To enjoy these exclusive treasures you really have to be a member, or a guest, of one of the select groups that form part of what was once known as the British establishment--London's traditional clubs, such as the Garrick and the Carlton; a few banks and city houses; the Oxbridge colleges; the more traditional Army regiments; some professional institutions, and the city livery companies, descended from medieval trade guilds. Their cellars, stocked over the centuries, always with an eye to the future, are often extensive and always high quality, exclusively for their own enjoyment, and that of their favoured guests.

The emphasis is on traditional, serious clarets, burgundies, and ports, bought at cost price from fine wine dealers for "laying down" until the wine matures. Edward Cottrell, general manager of Justerini and Brooks, Mayfair-based wine dealers which supplies many private cellars, said: "Although we do sell some what we call 'drinking Claret' for serving now, most of those who buy for such places are not buying wines they will drink themselves, but for future generations. And they will be drinking wine bought perhaps 10 or even 20 years ago."

As traditions fade a bit, the maintainance of private cellars, which were once the norm, has declined too. The really big cellars belong to the 12 original livery companies of the City of London, and to the Oxbridge colleges. Among the livery companies, the best cellars are maintained by the Vintners, which represents the wine trade, the Goldsmiths, and the Fishmongers. The cellars are used for regular entertaining. Each of the livery companies host monthly dinners for the masters and clerks of the other companies, as well as numerous other ceremonial occasions.

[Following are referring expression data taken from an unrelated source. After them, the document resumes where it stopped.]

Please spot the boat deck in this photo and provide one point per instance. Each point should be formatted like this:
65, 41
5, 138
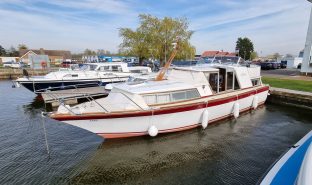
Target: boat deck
72, 96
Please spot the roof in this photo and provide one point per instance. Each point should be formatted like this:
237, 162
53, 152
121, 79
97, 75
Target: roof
217, 53
209, 53
153, 86
63, 53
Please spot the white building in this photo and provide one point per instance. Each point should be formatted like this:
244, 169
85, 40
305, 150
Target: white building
291, 62
307, 62
8, 59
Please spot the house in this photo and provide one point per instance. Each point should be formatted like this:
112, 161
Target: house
290, 61
8, 59
55, 56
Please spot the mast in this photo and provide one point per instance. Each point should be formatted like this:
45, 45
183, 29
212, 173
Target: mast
307, 63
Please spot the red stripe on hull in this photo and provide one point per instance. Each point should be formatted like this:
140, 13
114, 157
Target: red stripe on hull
167, 110
135, 134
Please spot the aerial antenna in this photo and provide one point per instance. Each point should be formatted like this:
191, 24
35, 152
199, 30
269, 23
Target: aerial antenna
163, 71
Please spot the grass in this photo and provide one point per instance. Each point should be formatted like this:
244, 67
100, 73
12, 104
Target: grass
299, 85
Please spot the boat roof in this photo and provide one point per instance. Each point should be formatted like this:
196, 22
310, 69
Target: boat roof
107, 63
197, 68
153, 86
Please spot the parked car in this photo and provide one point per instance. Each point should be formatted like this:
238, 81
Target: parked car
12, 64
299, 66
266, 65
274, 65
283, 64
67, 64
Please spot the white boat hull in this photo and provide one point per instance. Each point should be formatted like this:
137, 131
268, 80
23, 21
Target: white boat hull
167, 120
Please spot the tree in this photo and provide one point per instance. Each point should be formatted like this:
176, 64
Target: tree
244, 47
2, 51
89, 52
22, 46
154, 38
276, 56
253, 55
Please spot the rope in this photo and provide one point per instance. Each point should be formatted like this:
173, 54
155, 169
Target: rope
45, 133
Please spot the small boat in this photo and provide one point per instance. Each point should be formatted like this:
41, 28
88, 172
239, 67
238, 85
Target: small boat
294, 167
177, 99
88, 75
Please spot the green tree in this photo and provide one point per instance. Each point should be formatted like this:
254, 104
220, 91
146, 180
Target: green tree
22, 46
245, 47
154, 38
89, 52
2, 51
12, 52
253, 55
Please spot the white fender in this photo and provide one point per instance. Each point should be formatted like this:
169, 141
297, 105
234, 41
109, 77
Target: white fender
236, 110
255, 102
152, 131
108, 87
205, 120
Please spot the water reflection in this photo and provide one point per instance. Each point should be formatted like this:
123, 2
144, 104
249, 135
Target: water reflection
230, 152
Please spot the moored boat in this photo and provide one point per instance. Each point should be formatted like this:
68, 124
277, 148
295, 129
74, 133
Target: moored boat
188, 97
89, 75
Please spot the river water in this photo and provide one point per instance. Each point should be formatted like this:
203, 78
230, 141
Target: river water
231, 152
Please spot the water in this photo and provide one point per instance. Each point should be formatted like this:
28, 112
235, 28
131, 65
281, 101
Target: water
231, 152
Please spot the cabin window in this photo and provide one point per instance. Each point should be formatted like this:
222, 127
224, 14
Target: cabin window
93, 67
177, 96
213, 81
116, 68
171, 97
192, 94
236, 85
230, 81
255, 82
104, 68
163, 98
150, 99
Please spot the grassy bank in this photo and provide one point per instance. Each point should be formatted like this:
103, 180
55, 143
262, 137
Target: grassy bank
299, 85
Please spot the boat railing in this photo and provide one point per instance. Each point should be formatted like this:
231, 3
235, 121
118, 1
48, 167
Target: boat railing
87, 96
67, 87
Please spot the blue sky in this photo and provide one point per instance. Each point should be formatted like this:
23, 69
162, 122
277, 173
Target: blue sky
273, 25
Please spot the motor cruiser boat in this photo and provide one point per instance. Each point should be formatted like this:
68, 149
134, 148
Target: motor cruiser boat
177, 99
188, 97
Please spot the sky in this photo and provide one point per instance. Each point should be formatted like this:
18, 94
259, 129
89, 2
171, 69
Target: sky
272, 25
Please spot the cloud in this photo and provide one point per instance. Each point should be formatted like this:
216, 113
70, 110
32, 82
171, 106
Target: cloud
273, 26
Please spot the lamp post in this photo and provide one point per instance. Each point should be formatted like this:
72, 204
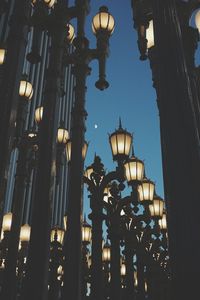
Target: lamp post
9, 85
103, 26
97, 181
86, 240
124, 219
172, 61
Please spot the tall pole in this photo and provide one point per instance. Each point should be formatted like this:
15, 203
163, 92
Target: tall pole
39, 248
9, 88
9, 276
73, 258
180, 150
96, 267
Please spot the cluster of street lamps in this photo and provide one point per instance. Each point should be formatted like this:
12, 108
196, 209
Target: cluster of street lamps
168, 35
136, 227
53, 47
131, 259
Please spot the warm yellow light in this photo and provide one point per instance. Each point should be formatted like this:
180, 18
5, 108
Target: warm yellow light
156, 208
7, 221
70, 33
150, 35
134, 170
89, 170
106, 253
146, 191
57, 234
25, 233
62, 136
197, 19
86, 232
38, 114
32, 134
65, 222
2, 55
123, 269
135, 279
107, 194
103, 21
25, 89
50, 3
120, 142
84, 150
163, 222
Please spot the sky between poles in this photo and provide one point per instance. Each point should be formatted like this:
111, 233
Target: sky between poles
129, 96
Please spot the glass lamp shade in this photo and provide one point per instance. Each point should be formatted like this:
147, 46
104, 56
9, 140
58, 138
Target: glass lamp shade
123, 269
57, 234
7, 221
135, 279
163, 221
86, 232
25, 233
146, 191
70, 33
38, 114
68, 150
106, 253
65, 222
150, 35
50, 3
62, 136
84, 150
134, 170
89, 170
120, 142
156, 208
25, 89
103, 22
89, 260
107, 194
197, 19
60, 271
2, 55
32, 134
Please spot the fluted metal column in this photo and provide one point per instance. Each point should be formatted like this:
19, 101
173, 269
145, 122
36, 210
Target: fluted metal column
9, 278
180, 150
73, 258
39, 248
9, 89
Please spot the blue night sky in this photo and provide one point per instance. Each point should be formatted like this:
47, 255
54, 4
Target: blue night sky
129, 96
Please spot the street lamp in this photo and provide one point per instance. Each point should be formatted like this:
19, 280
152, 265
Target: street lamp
38, 114
120, 142
171, 52
2, 55
25, 89
134, 170
156, 208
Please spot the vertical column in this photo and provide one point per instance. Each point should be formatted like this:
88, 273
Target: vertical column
180, 150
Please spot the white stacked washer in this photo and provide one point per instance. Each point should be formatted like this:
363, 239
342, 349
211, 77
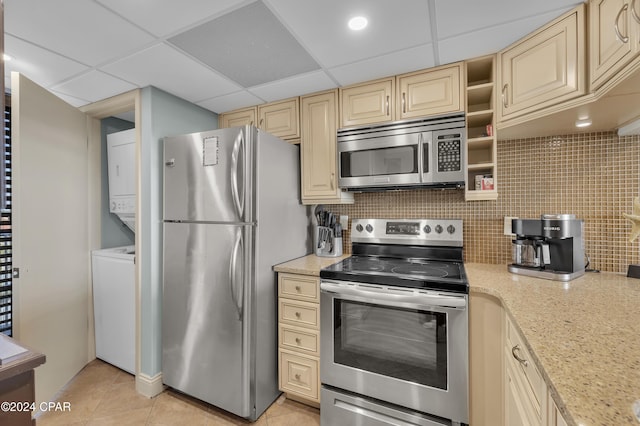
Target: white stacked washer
114, 305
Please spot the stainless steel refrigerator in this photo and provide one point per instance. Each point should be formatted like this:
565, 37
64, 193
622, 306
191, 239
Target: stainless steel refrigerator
231, 211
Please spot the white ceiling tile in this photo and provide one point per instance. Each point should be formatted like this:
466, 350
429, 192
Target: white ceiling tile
463, 16
78, 29
301, 84
387, 65
37, 64
230, 102
169, 16
70, 99
321, 27
489, 40
93, 86
164, 67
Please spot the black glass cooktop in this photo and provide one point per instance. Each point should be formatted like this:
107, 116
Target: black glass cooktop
415, 273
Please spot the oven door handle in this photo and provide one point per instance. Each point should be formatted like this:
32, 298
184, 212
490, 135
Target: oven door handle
388, 298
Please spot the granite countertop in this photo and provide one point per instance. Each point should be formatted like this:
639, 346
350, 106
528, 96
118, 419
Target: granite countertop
584, 335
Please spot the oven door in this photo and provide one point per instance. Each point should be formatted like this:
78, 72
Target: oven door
404, 346
381, 161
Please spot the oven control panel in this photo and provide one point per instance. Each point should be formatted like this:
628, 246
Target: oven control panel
426, 232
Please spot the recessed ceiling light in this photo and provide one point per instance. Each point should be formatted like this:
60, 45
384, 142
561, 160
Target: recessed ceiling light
357, 23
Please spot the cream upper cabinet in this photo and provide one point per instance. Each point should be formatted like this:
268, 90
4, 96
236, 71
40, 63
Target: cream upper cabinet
434, 91
546, 68
318, 150
281, 119
367, 103
240, 117
614, 30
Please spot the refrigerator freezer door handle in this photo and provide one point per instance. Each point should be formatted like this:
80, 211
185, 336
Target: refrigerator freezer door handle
237, 248
235, 161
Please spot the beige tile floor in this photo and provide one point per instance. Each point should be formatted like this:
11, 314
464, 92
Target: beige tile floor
104, 395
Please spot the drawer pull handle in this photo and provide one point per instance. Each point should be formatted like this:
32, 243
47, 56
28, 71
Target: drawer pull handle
515, 352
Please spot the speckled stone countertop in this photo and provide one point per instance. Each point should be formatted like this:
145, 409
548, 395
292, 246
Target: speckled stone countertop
584, 335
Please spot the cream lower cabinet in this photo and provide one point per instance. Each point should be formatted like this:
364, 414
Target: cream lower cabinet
318, 150
544, 69
299, 337
614, 31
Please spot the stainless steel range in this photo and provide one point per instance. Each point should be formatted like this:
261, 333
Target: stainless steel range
394, 327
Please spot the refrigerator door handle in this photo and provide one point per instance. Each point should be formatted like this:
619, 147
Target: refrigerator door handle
238, 247
236, 161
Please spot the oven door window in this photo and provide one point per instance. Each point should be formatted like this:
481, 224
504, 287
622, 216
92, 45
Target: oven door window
405, 344
380, 161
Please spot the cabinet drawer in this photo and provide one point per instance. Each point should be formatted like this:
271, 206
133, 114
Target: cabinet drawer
299, 339
300, 313
299, 375
300, 287
520, 360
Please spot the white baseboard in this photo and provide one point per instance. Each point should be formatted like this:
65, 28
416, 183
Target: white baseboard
149, 386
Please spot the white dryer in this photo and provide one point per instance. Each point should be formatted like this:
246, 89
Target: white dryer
114, 310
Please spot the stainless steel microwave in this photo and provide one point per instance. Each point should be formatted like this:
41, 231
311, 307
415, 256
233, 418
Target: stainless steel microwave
426, 152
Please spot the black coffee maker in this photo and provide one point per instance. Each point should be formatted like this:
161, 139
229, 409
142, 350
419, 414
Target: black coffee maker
551, 247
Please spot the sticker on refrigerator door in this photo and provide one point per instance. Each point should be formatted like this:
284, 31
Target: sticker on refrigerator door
210, 149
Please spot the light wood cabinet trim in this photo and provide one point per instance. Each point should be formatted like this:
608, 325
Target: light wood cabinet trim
281, 118
434, 91
299, 375
368, 103
527, 82
300, 287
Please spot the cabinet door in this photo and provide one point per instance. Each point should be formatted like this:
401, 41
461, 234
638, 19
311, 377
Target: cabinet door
544, 69
614, 37
240, 117
318, 146
281, 118
367, 103
430, 92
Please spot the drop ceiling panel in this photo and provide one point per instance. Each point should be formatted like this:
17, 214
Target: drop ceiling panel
293, 86
463, 16
94, 86
230, 102
164, 67
165, 17
78, 29
38, 64
248, 45
321, 26
491, 39
383, 66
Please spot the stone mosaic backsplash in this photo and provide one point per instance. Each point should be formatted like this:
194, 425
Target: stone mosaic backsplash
592, 175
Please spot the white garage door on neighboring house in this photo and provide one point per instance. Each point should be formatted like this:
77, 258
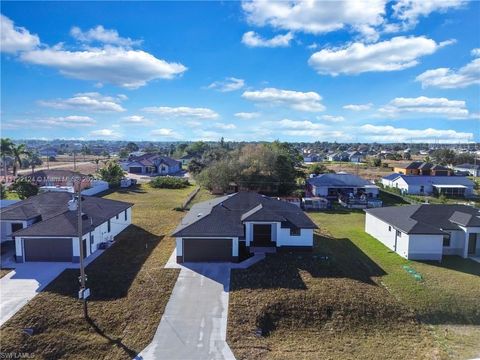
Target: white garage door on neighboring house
48, 249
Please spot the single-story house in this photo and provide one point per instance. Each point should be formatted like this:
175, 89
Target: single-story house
218, 229
152, 164
427, 231
45, 227
422, 169
334, 185
471, 169
458, 186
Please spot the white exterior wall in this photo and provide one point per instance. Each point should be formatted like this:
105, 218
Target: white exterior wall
425, 247
380, 231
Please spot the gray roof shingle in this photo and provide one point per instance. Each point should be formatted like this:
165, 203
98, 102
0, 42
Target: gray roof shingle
224, 216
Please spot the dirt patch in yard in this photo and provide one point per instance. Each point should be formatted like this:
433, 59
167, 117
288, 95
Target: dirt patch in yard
304, 306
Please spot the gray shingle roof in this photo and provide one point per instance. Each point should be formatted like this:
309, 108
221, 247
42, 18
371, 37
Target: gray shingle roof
55, 219
224, 216
428, 218
341, 180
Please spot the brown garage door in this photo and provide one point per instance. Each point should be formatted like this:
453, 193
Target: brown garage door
198, 250
48, 249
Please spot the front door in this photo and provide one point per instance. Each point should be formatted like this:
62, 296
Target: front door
472, 243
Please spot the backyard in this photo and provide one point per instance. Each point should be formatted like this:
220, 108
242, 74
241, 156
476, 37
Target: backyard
360, 303
130, 289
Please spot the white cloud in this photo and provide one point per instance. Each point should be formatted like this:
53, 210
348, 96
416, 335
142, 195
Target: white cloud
165, 133
182, 111
89, 102
247, 115
227, 85
358, 107
391, 134
317, 17
331, 118
426, 106
395, 54
102, 35
252, 39
447, 78
105, 134
115, 65
15, 38
136, 120
303, 101
409, 11
223, 126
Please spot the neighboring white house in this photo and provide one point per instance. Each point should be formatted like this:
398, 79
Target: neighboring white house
471, 169
427, 231
216, 230
152, 164
459, 186
45, 227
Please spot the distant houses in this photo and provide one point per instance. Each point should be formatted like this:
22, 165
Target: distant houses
455, 186
152, 164
350, 190
422, 169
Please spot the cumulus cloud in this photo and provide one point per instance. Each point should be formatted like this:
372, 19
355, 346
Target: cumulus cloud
247, 115
88, 102
426, 106
15, 38
446, 78
224, 126
227, 85
115, 65
331, 118
105, 134
165, 133
409, 11
389, 133
398, 53
297, 100
136, 120
358, 107
102, 35
182, 111
252, 39
317, 17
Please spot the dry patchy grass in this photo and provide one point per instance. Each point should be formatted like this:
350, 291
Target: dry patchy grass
130, 289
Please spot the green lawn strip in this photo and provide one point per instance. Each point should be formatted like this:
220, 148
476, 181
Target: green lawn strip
130, 289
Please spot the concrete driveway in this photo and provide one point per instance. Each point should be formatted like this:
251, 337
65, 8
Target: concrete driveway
194, 325
24, 282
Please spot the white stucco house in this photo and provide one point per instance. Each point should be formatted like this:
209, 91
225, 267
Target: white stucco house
458, 186
219, 229
427, 231
45, 227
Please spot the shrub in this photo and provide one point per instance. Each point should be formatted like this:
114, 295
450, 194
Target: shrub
169, 182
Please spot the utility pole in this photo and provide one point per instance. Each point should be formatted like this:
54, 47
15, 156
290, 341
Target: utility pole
83, 288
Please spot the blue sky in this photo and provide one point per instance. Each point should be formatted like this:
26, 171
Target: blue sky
295, 71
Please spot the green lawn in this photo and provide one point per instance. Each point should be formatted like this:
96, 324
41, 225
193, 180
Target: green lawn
130, 289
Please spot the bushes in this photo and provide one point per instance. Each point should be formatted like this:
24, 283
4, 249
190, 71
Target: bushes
169, 182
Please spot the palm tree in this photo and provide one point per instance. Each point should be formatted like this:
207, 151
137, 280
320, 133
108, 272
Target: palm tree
5, 150
17, 152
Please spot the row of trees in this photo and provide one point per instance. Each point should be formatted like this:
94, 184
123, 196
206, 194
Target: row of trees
18, 156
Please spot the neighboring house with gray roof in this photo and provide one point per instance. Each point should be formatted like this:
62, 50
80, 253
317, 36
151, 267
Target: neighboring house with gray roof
458, 186
427, 231
44, 227
217, 230
152, 164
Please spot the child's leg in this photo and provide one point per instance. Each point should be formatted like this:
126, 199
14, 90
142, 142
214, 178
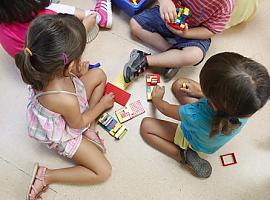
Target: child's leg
160, 135
92, 168
182, 97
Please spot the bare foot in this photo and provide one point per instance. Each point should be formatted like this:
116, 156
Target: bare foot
39, 186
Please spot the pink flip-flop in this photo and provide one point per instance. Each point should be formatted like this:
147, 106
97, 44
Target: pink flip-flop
31, 185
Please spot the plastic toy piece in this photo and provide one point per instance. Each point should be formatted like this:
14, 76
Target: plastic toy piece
130, 111
120, 82
222, 157
182, 14
112, 126
184, 86
151, 81
121, 96
135, 2
93, 66
132, 7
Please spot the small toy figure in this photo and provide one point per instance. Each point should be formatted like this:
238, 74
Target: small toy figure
135, 2
130, 111
182, 14
184, 85
151, 81
112, 126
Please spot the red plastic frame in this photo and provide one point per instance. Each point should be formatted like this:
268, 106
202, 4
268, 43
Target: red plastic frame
229, 154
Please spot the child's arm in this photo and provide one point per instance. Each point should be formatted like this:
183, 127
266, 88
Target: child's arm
164, 107
70, 110
167, 10
193, 33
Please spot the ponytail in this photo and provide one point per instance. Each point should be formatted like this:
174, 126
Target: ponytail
222, 123
28, 72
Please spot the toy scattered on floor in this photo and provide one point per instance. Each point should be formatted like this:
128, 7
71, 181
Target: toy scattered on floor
135, 2
97, 65
231, 162
120, 82
184, 86
152, 80
130, 111
112, 126
182, 14
120, 96
132, 7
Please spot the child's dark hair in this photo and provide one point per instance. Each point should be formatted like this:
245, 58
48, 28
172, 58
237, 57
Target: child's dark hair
52, 42
237, 86
22, 11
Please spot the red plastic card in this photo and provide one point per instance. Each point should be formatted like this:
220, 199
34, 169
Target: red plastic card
121, 96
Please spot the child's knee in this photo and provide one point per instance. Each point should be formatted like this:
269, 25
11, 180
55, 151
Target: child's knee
145, 124
177, 85
134, 26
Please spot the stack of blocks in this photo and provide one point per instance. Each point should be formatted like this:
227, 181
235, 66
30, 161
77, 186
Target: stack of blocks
112, 126
152, 80
182, 14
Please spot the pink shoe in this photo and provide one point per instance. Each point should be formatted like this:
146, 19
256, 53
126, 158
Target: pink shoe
104, 9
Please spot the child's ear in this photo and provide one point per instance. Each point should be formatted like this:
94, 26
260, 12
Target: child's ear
71, 67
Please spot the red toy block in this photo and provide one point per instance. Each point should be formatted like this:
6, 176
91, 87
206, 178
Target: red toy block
222, 157
121, 96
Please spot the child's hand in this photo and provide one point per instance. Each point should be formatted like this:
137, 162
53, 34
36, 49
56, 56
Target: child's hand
107, 100
158, 92
191, 88
168, 11
82, 68
179, 32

The Goldsmiths, first chartered in 1327, have a fine collection of ports dating back to 1948, but have recently sold some off at auction because drinking port has become less popular. Most of the private cellars sell excess wine to raise funds for buying future wines at cost, when it is released.

A representative of the Goldsmiths, which keeps around 800 cases, said the grander the occasion, the better the wine served. "We have 18 bottles of Madeira dating from 1835, when our hall was built, which is not something we open very often. But some of our older members still ask when they will get the chance to taste it."